The Myer Online debacle – why GST isn’t the problem for Australian retailers

The bosses of one of Australia’s largest department stores, Myer, have been vocal in the past year about the need to remove the GST loophole (the fact that consumers do not need to pay GST on purchases over $1000) in order to ‘level the playing field’. Then the Myer website collapsed under the weight of the many buyers heading online to buy specials in the Boxing Day sales (traditionally the biggest sales in Australia). It’s still down as of 7pm on the 1/1/14.

This proves quite concisely that the issue is not that the GST is an oppressive burden. Australian consumers like shopping online. They have turned to overseas sites like asos, bookdepository and sasa.com because they ship quickly and easily to Australia and have brands that Australians know but clearly Australians are still willing and able to shop from Australian sites like Myer. Shopping in person is particularly cumbersome for many people who have 2 full time workers in the house, single parents with young children at home (have you tried taking young kids shopping recently!), people who live outside of the metro areas and have limited ability to visit shops in person, people with limited transport options or simply the fact that the good online store have good ranges and its easy to compare offerings between brands.

Australian retailer also blame the very high retail rents relative to much of the western world and low shipping volumes. But the truth is, you have the option of a much more level playing field. Get your inventory system working and make sure that I can see from my home in Perth stock available anywhere in Australia. Any time. Make sure you regularly sense check your prices. I can regularly buy items from the US and use a resender than charges $20+/kg and still save money on my $50-$100 orders even when I can’t get free postage. It’s better to make a 20% margin on your sales rather than a 0% margin when your consumers buy from overseas. Get rid of whoever is managing your online department. Hire an asos director or someone from abebooks, anyone who gets the online sales proposition.

See it as an opportunity. When I visit a Myer store I tend to leave with what I came in for, if that. Half the time there is no one serving at a counter.
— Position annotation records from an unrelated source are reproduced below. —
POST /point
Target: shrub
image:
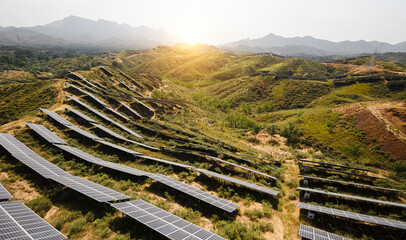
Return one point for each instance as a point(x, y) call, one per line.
point(40, 205)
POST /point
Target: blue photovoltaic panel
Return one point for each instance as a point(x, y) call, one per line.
point(29, 158)
point(81, 115)
point(238, 166)
point(317, 234)
point(117, 147)
point(45, 133)
point(353, 216)
point(163, 222)
point(56, 117)
point(90, 189)
point(239, 182)
point(4, 194)
point(19, 222)
point(353, 197)
point(350, 183)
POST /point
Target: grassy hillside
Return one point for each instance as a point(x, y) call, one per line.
point(220, 100)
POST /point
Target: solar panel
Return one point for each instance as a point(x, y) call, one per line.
point(109, 132)
point(240, 182)
point(317, 234)
point(238, 166)
point(104, 117)
point(167, 162)
point(117, 147)
point(352, 197)
point(84, 133)
point(4, 194)
point(163, 222)
point(90, 189)
point(56, 117)
point(353, 216)
point(134, 113)
point(45, 133)
point(92, 159)
point(339, 171)
point(335, 165)
point(94, 111)
point(350, 183)
point(196, 193)
point(118, 114)
point(17, 221)
point(29, 158)
point(81, 115)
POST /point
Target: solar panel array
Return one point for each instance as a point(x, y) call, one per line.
point(339, 171)
point(56, 117)
point(166, 162)
point(172, 183)
point(239, 182)
point(353, 216)
point(92, 159)
point(317, 234)
point(29, 158)
point(135, 113)
point(81, 115)
point(104, 117)
point(90, 189)
point(4, 194)
point(84, 133)
point(238, 166)
point(118, 114)
point(45, 133)
point(50, 171)
point(109, 132)
point(350, 183)
point(117, 147)
point(19, 222)
point(163, 222)
point(196, 193)
point(335, 165)
point(352, 197)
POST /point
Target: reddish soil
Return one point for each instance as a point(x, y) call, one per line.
point(376, 130)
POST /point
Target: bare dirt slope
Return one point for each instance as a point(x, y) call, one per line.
point(381, 121)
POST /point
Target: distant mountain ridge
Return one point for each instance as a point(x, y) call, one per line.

The shops change floor layout all the time so I can never find anything and I have to try and get the homewares people to help me find lego (*cough*true story from the christmas*cough). It’s honestly easy to get assistance on the floor of Myer or Target. The floor is crowded and I feel overwhelmed. At home I shop when the kids are in bed. I often shop with a glass of wine in hand. I’m in my pyjamas. I can compare blogger reviews and look at the deals between sites. Once I work out where I’m going to shop I often check out with an extra couple of items that look like good deals or seem like a fun addition. It’s like a second treat when I actually get the parcels a few days later. Yay, a parcel for me! Some mail that isn’t bills! Smart retailers often give me a coupon to come shopping with them again in the next month. And when the gift feels like a treat, when it arrives quickly and is beautifully packaged I want to shop again. (Trust me, I very rarely want to revisit a Myer department store after I have recently been!)

The traditional acronym is KISS (keep it simple stupid). But in this case it’s Keep it Fun and Functional. KIFF might not be as catchy but I’ll bet its more profitable.